The reasons for their failure during the early Díaz period are complex but clear. The Díaz regime consolidated a strong hold on the country and provided it with political tranquility and rapid economic growth for the first time. Antagonistic provincial elites and urban and rural working-class dissenters were dealt with by force. The revolutionary working-class movement was vulnerable because the industrialization process was not sufficiently advanced to create a massive urban labor force. The number of factory workers remained relatively small in contrast to the overall population, and those workers who were organized into the Círculo after 1870, and later into the affiliates of the Congreso, lacked organizational experience. They suffered chronic disunity. Their divisions and relatively small numbers reduced them to a point of weakness in the face of the armed might of the government.

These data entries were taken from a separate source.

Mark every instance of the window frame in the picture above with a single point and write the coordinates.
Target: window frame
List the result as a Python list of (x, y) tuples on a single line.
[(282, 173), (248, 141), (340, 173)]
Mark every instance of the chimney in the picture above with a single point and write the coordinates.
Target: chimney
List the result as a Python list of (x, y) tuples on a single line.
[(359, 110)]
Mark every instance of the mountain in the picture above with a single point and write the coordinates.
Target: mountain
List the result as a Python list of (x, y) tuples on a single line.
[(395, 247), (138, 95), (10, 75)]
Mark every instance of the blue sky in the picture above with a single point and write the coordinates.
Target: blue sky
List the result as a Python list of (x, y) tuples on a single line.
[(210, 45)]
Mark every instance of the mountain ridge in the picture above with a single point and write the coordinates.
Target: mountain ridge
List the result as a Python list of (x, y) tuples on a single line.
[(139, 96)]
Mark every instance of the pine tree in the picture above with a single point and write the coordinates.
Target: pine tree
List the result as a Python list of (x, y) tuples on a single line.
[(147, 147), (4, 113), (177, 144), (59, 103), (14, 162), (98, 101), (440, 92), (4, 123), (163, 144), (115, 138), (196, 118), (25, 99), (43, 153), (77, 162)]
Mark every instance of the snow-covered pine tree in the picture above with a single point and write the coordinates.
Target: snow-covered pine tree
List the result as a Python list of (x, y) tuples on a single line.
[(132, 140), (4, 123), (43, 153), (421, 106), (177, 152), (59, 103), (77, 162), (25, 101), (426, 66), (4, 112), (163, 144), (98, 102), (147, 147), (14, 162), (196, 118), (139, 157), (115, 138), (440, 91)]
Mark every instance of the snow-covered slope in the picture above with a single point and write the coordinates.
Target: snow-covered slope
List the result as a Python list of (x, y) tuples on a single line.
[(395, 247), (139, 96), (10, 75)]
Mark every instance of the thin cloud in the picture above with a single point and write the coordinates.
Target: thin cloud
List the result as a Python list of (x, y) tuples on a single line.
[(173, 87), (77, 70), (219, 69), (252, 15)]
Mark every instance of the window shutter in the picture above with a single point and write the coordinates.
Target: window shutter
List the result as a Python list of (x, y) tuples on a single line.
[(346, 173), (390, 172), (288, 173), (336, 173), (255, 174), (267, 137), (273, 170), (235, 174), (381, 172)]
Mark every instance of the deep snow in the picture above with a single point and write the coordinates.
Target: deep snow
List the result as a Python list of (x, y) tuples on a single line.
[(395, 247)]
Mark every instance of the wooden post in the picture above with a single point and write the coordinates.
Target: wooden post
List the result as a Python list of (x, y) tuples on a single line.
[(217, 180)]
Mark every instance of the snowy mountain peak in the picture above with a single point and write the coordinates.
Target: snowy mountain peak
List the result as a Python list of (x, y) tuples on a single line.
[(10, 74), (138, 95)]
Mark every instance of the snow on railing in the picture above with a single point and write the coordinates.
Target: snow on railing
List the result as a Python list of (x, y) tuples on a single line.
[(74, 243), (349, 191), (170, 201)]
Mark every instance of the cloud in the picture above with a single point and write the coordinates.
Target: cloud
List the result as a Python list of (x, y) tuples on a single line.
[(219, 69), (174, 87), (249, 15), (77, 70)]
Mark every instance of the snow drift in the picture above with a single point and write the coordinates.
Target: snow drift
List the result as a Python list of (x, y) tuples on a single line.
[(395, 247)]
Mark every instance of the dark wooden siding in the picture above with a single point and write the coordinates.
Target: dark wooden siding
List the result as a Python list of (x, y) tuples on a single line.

The nineteenth-century cooperatives were failures due to lack of organizational experience and their economic isolation. The number of supporters that could expect to utilize them was far too limited to provide continued growth. The reason for their scarcity of number is found in the fact that Mexico was still a preindustrial, underdeveloped country. The immaturity of the Mexican economy and the lack of preparedness of the anarchist movement were all too obvious to such leaders as Rhodakanaty, Velatti, González, and Muñuzuri. They lamented the continued omnipresence of mutualist societies, the weakness of the cooperatives, and the development of government-dominated unions administered by “charros.”
The tradition of government management of the labor movement began with Romero and Cano in the 1860’s and early 1870’s. It continued with Carlos Olaguibel in the late 1870’s and 1880’s. In the twentieth century, Mendoza of the GCOL, Luis Morones, and some contemporary union leaders are representative of this tendency. Charrismo was yet another factor in a milieu that left most of the Mexican masses disorganized and incapable of decisive action. Villanueva, Ferrés, López Dónez, Quintero, and the CGT-CSL leadership complained of the same problem.
The agrarian movement was forcibly beaten back during the reign of Juárez, when it first gained momentum, and later even more severely by the Díaz-led repression of the later nineteenth century. Scattered over the countryside, the agrarians suffered the fatal malady of disunity. Poorly equipped, they were unable to adequately defend themselves following their uncoordinated uprisings and land seizures. These conditions would also plague and defeat Zapata.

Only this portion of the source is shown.